It is also informative to examine the fMRI data more broadly. We performed a whole-brain analysis to test the same contrasts reported for the VOI analyses. For the “Distance × Boundary” 2-way interaction, the peak of maximal activation in the entire brain was found at x, y, z = 64, −20, 27 (Z = 3.59); that is, the same coordinates revealed in the main analyses above (area PFop). The same cluster (35 voxels, at a cluster-forming voxel-level threshold of p-unc. = 0.001) extended dorsally/posteriorly into the PFt region, encompassing also the peak located in the PFt (x, y, z = 64, −22, 29). No other part of the IPL was activated in the whole-brain analysis at p-unc. = 0.001. As for the 3-way interaction involving the group effect, again the whole-brain data showed that the reported effect in area PF (x, y, z = 64, −38, 9; Z = 3.86) was the most significant peak in the entire brain. At the voxel-level threshold of p-unc. = 0.001, no other part of the IPL was activated. Inspection of the whole-brain data confirmed the findings obtained in the main analyses that specifically targeted the rSMG subregions.

Discussion

We found that the level of bottom-up and top-down attention allocated to stimuli during encoding affected the impact of the very same stimuli, when used as distractors, during subsequent memory retrieval. First, the distractors extracted from boundaries reduced the retrieval time more than those coming from non-boundary locations, when the temporal distance between Im1/Im2 was long in the movie. In line with our previous proposal of contingent attention capture within memory representation, such behavioural advantage was linked with increased activation in the right SMG26 and here more specifically localised in the PFt and PFop subregions. Second, we showed that the level of activity in the middle rSMG (a ventral part of the PF subregion) was modulated according to whether an active segmentation task was performed during encoding. The latter indicates that retrieval related activity in this part of the PF was affected by a combination of bottom-up and top-down factors of the encoding experience. These results demonstrate that the anterior and middle regions of the rSMG play different functional roles in mediating the effect of task-irrelevant distractors during temporal order retrieval, reflecting dissociable contribution of bottom-up signals generated by the external input (boundary vs. non-boundary frames) and participant’s prior task-related experiences (segmentation vs. viewing). We discuss the dissociable involvements of the anterior and middle rSMG in light of the fractionation view of the ventral parietal cortex.

The mere presence of repeated pictures can initiate episodic retrieval without having the participants to try to remember the information intentionally, indicating that retrieval processes can be incidental and stimulus-driven43. As the attention-to-memory model posits a role of IPL in bottom-up attentional capture to a previously experienced stimulus25, one may suppose that the anterior SMG activity observed here was driven by the pure stimulus-driven attention capture and/or incidental retrieval by the preferentially processed DBORDER distractors36. Nonetheless, this is unlikely given that the DBORDER distractors by themselves did not activate any of the SMG subregions significantly (and without any behavioural effect either). Instead, the effects of the DBORDER distractors manifested as an interaction with the temporal distance separated by Im1/Im2 in the movie.
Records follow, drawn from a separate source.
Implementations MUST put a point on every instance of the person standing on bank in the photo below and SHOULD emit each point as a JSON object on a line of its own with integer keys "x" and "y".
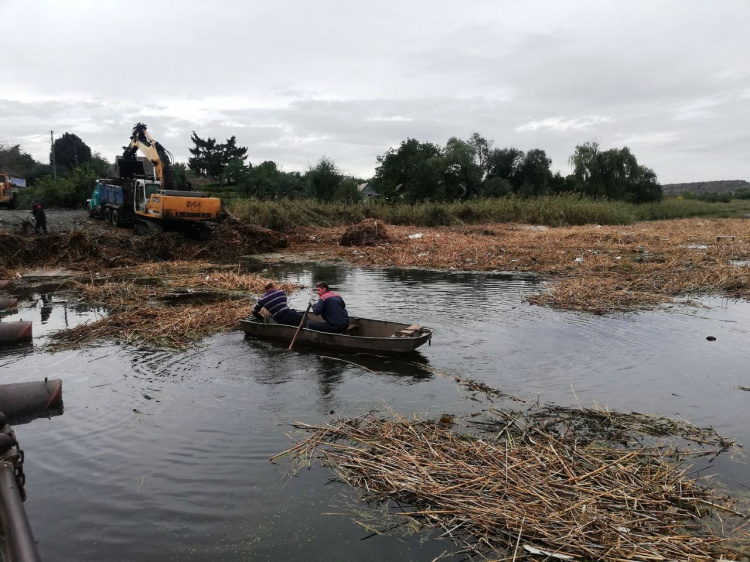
{"x": 274, "y": 301}
{"x": 333, "y": 310}
{"x": 40, "y": 217}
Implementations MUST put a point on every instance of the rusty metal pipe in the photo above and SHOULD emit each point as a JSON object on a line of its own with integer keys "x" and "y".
{"x": 14, "y": 332}
{"x": 18, "y": 533}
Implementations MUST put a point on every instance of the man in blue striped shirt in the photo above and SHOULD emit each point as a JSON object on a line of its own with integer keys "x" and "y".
{"x": 274, "y": 301}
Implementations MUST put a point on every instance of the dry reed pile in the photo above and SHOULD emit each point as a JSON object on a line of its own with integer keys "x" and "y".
{"x": 168, "y": 327}
{"x": 366, "y": 233}
{"x": 520, "y": 489}
{"x": 144, "y": 314}
{"x": 98, "y": 246}
{"x": 595, "y": 269}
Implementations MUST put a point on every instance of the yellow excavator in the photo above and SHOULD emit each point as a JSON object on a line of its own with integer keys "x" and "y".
{"x": 155, "y": 204}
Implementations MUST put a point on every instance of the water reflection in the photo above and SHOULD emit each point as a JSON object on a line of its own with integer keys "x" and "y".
{"x": 166, "y": 454}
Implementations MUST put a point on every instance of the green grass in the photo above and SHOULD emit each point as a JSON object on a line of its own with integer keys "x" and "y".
{"x": 564, "y": 210}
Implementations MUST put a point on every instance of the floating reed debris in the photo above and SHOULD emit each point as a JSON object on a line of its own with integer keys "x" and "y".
{"x": 172, "y": 327}
{"x": 595, "y": 268}
{"x": 140, "y": 313}
{"x": 99, "y": 246}
{"x": 524, "y": 490}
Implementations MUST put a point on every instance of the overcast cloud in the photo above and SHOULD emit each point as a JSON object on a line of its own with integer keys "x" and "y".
{"x": 298, "y": 80}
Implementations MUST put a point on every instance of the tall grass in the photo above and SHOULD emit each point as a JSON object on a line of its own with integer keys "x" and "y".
{"x": 563, "y": 210}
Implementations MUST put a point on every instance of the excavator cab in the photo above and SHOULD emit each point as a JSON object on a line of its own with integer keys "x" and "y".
{"x": 143, "y": 192}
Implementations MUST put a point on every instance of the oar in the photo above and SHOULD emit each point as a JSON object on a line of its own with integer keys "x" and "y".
{"x": 302, "y": 323}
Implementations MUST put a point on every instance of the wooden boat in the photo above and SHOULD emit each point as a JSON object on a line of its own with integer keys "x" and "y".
{"x": 29, "y": 397}
{"x": 372, "y": 336}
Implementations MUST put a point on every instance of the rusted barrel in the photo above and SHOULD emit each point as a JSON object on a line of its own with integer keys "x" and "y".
{"x": 15, "y": 332}
{"x": 29, "y": 397}
{"x": 5, "y": 304}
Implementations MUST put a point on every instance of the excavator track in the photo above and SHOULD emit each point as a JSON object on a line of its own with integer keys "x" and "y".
{"x": 144, "y": 227}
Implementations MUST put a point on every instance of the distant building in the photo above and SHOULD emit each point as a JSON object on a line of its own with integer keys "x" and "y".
{"x": 367, "y": 189}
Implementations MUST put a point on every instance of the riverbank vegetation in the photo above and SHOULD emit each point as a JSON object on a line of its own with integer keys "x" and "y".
{"x": 593, "y": 268}
{"x": 163, "y": 305}
{"x": 562, "y": 210}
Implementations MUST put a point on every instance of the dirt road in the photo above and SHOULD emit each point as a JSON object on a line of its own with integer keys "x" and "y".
{"x": 58, "y": 220}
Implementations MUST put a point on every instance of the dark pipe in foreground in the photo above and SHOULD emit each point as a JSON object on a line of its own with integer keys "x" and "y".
{"x": 20, "y": 539}
{"x": 29, "y": 397}
{"x": 5, "y": 304}
{"x": 15, "y": 332}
In long distance trials, the retrieval related activity in the anterior SMG (including the PFt and PFop, see Fig. 2) was larger - and accompanied with faster RT - when the trial included a border than a non-border distractor, indicating that any stimulus-driven capturing effects by DBORDER distractors took place specifically when the two memory probes were temporally far away in the movie. We previously reported distance-dependent modulation related both to short trials (in the superior temporal sulcus) and to long trials in the supramarginal gyrus26, as here. In that study, we suggested that the distractor effects on long trials may relate to shifts of attention within memory representations24. Here, a related effect may occur, with the mnemonic status of the distractor images impacting on the retrieval of the memory probes, only when the latter involved substantial (“long”) shifts of attention between the temporal positions of the memory probes. The link between stimulus-driven attention control and episodic memory retrieval is also substantiated by previous studies that have implicated the anterior SMG in being strongly connected with the mnemonic related MTL23, ascribing this part of the IPL to memory based attentional processes. Here, the interaction between the effect of boundary (attention-related) and the effect of Im1/Im2 temporal distance (memory-related) supports the attention-to-memory hypothesis, showing that the bottom-up contribution, common to the segmentation and the passive viewing groups, dominated processing in the anterior part of rSMG.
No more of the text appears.